Personally, I prefer to merge the annotations to the metadata columns of the GRanges object:
m <- match(mcols(codingRegions)$TXID, mrg.data1b$TXID)
mcols(codingRegions) <- cbind(mcols(codingRegions),
DataFrame(mrg.data1b)[m, -1])
> codingRegions
GRanges with 5 ranges and 10 metadata columns:
seqnames ranges strand | CDSLOC PROTEINLOC
<Rle> <IRanges> <Rle> | <IRanges> <IntegerList>
[1] chr1 [39800000, 39800499] + | [3060, 3559] 1020,1187
[2] chr1 [90400000, 90400499] + | [1373, 1872] 458,624
[3] chr1 [90400000, 90400499] + | [1373, 1872] 458,624
[4] chr1 [90400000, 90400499] + | [1373, 1872] 458,624
[5] chr1 [39800066, 39800565] + | [3126, 3625] 1042,1209
QUERYID TXID CDSID GENEID TXNAME SYMBOL
<integer> <character> <integer> <character> <character> <character>
[1] 1 963 2948 23499 uc021olw.1 MACF1
[2] 2 1687 5132 55144 uc001dnm.3 LRRC8D
[3] 2 1688 5132 55144 uc001dnn.3 LRRC8D
[4] 2 1689 5132 <NA> uc021opq.1 <NA>
[5] 3 963 2948 23499 uc021olw.1 MACF1
GENENAME ENTREZID
<character> <factor>
[1] microtubule-actin crosslinking factor 1 23499
[2] leucine rich repeat containing 8 family, member D 55144
[3] leucine rich repeat containing 8 family, member D 55144
[4] <NA> <NA>
[5] microtubule-actin crosslinking factor 1 23499
---
seqlengths:
chr1
NA
Maybe this is what you wanted i.e. add the GENEID, TXNAME, SYMBOL, GENENAME, and ENTREZID metadata cols to the GRanges object 'codingRegions'?
H.
>
> Thanks for your help.
>
> Cheers../Murli
>
>
> -----Original Message-----
> From: Hervé Pagès [mailto:hpages at fhcrc.org]
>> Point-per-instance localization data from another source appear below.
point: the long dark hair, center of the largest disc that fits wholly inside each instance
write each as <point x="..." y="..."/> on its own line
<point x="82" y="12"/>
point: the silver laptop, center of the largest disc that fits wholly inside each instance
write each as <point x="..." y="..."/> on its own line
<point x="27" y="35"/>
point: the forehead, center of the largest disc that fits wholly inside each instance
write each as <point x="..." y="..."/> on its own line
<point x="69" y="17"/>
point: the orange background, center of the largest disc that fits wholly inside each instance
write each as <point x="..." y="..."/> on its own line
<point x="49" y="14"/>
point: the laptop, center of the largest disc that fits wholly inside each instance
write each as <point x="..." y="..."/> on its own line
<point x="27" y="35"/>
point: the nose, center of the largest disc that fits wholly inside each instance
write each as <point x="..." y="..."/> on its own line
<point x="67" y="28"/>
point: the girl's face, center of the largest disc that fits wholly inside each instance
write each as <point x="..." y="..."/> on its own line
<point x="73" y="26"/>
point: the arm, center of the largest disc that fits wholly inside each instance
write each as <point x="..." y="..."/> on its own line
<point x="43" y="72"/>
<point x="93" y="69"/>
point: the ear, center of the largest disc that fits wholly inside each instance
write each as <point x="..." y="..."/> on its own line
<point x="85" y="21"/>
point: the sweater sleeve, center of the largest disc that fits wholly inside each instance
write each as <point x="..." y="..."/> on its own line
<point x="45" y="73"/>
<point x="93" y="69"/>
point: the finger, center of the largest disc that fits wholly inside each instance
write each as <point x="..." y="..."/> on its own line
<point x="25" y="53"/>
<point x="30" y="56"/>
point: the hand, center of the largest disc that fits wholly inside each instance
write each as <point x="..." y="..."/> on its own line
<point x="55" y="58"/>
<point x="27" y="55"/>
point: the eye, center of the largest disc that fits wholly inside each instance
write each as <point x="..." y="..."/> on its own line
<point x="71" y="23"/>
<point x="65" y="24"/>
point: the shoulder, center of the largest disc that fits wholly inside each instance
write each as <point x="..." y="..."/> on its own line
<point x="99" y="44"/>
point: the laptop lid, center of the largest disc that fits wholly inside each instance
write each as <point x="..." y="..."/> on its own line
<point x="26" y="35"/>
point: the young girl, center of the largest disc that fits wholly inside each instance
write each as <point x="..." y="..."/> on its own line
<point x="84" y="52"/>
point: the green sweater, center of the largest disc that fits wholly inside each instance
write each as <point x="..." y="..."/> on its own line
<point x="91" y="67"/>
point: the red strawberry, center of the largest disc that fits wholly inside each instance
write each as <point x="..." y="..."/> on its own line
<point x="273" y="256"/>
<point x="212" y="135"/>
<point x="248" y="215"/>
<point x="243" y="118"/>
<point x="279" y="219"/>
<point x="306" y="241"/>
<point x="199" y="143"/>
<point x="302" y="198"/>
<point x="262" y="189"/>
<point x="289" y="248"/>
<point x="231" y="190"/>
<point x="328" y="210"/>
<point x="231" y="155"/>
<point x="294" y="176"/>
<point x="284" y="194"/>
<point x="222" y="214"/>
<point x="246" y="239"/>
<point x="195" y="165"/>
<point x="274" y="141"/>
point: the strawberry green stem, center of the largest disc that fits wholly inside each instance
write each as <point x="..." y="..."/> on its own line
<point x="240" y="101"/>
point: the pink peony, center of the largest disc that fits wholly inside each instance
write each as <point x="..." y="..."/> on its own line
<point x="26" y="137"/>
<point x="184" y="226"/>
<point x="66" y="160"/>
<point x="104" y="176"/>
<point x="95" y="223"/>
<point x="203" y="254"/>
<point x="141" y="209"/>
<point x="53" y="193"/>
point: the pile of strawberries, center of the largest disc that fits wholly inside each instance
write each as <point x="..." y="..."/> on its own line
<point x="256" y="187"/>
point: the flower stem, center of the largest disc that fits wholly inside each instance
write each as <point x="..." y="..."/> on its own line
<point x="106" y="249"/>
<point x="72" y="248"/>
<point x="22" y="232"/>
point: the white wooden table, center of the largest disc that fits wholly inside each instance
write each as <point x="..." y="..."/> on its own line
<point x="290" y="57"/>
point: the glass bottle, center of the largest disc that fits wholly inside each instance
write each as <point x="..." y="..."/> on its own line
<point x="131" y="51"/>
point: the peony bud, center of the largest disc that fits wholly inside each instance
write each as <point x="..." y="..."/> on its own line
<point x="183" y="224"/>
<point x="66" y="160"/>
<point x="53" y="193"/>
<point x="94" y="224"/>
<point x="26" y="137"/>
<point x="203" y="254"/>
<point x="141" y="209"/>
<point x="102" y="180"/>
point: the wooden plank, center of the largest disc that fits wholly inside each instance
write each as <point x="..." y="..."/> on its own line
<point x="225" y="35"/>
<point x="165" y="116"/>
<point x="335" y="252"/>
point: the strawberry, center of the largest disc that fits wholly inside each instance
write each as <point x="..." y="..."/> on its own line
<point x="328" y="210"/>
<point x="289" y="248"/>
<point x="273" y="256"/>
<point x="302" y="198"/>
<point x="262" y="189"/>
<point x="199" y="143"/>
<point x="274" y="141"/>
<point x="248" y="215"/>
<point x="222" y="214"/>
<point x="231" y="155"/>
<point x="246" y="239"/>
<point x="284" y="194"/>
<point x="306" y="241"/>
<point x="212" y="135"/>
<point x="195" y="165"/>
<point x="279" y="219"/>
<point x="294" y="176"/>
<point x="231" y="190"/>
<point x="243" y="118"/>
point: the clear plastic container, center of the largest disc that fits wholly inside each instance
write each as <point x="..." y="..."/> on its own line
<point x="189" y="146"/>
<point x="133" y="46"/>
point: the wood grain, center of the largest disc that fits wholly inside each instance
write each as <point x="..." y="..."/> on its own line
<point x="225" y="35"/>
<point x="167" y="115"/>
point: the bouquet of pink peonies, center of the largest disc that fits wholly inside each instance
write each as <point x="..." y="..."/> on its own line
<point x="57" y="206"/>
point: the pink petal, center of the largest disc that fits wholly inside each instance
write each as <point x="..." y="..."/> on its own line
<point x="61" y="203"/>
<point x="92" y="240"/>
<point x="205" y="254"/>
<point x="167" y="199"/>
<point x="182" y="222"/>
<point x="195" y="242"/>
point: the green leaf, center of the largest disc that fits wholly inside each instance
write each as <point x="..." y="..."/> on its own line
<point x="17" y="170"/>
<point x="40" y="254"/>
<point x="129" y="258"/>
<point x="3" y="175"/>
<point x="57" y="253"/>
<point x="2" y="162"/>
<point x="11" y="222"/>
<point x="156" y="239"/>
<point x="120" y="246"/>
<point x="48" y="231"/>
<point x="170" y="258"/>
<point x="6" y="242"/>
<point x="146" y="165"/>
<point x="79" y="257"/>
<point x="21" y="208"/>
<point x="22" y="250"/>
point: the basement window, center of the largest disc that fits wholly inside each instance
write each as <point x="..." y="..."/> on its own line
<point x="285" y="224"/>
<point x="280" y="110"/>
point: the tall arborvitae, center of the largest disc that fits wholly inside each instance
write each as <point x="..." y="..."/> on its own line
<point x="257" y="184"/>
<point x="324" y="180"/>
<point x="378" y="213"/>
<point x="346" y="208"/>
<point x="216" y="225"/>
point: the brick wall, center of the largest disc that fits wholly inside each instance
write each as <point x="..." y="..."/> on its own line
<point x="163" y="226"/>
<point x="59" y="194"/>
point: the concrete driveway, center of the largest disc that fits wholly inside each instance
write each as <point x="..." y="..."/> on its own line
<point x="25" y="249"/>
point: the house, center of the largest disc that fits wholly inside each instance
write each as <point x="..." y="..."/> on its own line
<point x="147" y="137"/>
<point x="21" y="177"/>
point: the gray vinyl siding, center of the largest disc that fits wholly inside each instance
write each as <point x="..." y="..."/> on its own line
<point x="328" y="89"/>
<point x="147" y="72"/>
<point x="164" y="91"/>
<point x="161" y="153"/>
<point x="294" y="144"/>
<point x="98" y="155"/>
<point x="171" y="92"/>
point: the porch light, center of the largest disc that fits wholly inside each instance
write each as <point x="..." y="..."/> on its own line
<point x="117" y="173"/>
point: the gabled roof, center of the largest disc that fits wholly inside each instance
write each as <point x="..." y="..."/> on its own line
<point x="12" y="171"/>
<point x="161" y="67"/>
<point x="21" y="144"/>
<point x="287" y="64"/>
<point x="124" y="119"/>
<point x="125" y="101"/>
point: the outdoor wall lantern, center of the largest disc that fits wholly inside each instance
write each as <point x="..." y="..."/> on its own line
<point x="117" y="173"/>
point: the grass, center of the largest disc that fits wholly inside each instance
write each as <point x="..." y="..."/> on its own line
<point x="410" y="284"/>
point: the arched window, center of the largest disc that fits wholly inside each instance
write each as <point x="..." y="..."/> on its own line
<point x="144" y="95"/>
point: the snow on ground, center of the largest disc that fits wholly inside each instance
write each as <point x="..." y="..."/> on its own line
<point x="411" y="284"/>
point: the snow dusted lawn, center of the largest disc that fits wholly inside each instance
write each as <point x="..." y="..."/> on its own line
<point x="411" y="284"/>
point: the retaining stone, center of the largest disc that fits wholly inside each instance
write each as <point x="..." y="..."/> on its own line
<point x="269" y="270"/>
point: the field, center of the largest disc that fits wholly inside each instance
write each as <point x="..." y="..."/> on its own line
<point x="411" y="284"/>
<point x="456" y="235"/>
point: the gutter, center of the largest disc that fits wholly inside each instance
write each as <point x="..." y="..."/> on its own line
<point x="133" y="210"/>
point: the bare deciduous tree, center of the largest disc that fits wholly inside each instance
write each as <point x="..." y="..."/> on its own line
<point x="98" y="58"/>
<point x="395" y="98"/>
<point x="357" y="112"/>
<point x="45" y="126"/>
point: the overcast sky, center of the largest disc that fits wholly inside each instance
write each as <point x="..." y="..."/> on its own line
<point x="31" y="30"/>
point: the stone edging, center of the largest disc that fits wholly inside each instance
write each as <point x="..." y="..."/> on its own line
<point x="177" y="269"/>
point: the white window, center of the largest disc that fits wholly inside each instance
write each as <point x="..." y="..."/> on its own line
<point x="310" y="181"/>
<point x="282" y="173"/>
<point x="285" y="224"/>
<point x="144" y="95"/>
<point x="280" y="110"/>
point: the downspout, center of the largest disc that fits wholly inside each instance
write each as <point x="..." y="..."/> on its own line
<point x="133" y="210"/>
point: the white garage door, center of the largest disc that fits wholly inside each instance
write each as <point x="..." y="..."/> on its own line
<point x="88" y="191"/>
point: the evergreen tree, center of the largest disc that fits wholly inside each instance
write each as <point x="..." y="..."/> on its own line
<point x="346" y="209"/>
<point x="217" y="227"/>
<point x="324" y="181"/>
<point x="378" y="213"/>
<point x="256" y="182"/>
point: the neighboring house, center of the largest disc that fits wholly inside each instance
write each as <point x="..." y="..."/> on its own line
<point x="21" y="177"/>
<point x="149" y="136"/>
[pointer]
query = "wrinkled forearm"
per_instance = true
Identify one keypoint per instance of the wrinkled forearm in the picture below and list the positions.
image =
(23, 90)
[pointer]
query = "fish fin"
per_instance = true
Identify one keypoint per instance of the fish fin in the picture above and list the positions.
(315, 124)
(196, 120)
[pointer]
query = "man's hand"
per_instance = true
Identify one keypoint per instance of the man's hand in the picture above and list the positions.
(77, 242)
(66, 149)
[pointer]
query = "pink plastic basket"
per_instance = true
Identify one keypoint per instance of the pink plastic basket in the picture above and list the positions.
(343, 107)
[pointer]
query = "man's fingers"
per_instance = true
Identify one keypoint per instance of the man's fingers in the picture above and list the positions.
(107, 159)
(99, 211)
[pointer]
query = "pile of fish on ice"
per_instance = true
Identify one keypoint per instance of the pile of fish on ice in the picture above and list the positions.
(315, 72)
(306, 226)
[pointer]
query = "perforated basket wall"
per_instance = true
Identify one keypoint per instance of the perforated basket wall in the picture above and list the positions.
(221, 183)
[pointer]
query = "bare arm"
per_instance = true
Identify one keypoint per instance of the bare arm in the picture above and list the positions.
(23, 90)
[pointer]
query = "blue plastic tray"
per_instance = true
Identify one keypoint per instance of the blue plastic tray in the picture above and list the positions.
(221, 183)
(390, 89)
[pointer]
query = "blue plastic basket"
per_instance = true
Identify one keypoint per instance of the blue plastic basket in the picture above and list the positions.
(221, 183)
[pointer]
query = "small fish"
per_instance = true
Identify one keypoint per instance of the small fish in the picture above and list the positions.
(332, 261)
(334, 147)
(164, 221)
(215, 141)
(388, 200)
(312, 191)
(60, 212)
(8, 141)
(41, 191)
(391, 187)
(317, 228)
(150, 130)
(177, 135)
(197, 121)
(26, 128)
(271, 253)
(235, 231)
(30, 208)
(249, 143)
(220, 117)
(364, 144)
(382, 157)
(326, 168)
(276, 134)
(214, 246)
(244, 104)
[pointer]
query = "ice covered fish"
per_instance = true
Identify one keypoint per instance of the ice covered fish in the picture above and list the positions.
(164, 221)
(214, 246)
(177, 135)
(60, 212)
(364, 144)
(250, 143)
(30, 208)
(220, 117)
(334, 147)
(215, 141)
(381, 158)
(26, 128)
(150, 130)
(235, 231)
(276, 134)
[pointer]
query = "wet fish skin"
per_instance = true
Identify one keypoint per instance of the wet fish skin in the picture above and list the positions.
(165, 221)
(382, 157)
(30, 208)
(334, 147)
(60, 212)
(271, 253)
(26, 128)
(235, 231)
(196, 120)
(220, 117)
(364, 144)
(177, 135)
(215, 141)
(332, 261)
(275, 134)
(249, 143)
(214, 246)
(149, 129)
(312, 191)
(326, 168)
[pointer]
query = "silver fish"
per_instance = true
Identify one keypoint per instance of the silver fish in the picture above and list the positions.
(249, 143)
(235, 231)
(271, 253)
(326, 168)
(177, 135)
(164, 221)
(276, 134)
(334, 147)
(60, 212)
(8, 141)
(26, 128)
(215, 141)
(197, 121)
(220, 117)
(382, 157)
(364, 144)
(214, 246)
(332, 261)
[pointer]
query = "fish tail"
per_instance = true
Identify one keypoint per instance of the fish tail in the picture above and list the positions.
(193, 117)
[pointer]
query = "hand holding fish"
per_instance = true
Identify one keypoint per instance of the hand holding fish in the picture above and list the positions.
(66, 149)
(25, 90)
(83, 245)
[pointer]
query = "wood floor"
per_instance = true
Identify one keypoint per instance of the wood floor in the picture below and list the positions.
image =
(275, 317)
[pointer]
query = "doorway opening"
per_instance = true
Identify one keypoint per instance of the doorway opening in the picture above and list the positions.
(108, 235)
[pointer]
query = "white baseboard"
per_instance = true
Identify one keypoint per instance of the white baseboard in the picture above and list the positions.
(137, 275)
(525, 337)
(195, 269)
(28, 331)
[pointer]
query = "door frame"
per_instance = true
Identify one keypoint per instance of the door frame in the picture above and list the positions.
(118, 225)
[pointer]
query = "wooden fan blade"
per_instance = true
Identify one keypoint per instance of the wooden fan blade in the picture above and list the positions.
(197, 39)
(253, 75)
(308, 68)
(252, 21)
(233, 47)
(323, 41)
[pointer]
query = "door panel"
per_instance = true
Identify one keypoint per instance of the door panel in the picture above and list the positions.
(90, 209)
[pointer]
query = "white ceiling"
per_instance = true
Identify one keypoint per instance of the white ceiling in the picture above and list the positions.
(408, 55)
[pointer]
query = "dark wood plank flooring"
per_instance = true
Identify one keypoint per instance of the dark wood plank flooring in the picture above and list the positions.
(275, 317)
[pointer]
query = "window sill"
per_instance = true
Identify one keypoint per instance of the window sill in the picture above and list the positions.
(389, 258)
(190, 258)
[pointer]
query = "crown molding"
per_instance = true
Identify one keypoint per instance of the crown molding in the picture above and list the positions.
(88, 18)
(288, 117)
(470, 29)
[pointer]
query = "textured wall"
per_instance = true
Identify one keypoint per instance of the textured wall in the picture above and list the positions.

> Sent: Monday, June 24, 2013 8:29 PM
> To: Murli [guest]
> Cc: bioconductor at r-project.org; Nair, Murlidharan T
> Subject: Re: [BioC] merging GRange objects
>
> Hi Murli,
>
> On 06/24/2013 04:55 PM, Murli [guest] wrote:
>>
>> Hi,
>>
>> I would appreciate if you could tell me if the way I am merging the GappedAlignments object and GRanges objects is correct. mate1 and mate2 are GappedAlignment objects. I am merging them in order to associate my reads with the annotation.
>>
>> txdb = TxDb.Hsapiens.UCSC.hg19.knownGene
>>
>> mate.range=
>> GRanges(seqnames(mate1[isSameCzome]),IRanges(start(mate1[isSameCzome]
>> )
>> -offset,start(mate1[isSameCzome])+offset))
>>
>> codingRegions = refLocsToLocalLocs(mate.range, txdb)
>>
>> trans.info=select(txdb, key=values(codingRegions)$TXID,
>> cols=c("GENEID","TXNAME"), keytype="TXID")
>>
>> trans.names=select(org.Hs.eg.db, trans.info$GENEID, c("GENENAME",
>> "SYMBOL"))
>>
>> mrg.data1=merge(as.data.frame(trans.names),
>> as.data.frame(trans.info), by.x="ENTREZID", by.y="GENEID")
>>
>> mrg.data2=merge(mrg.data1, as.data.frame(codingRegions), by.x="TXID",
>> by.y="TXID")
>
> It looks like you are merging data.frames, not GappedAlignments or GRanges objects. Also you say that 'mate1' and 'mate2' are GappedAlignments objects but I only see 'mate1' in the above code.
>
> The exact meaning of "merging" depends on the objects involved.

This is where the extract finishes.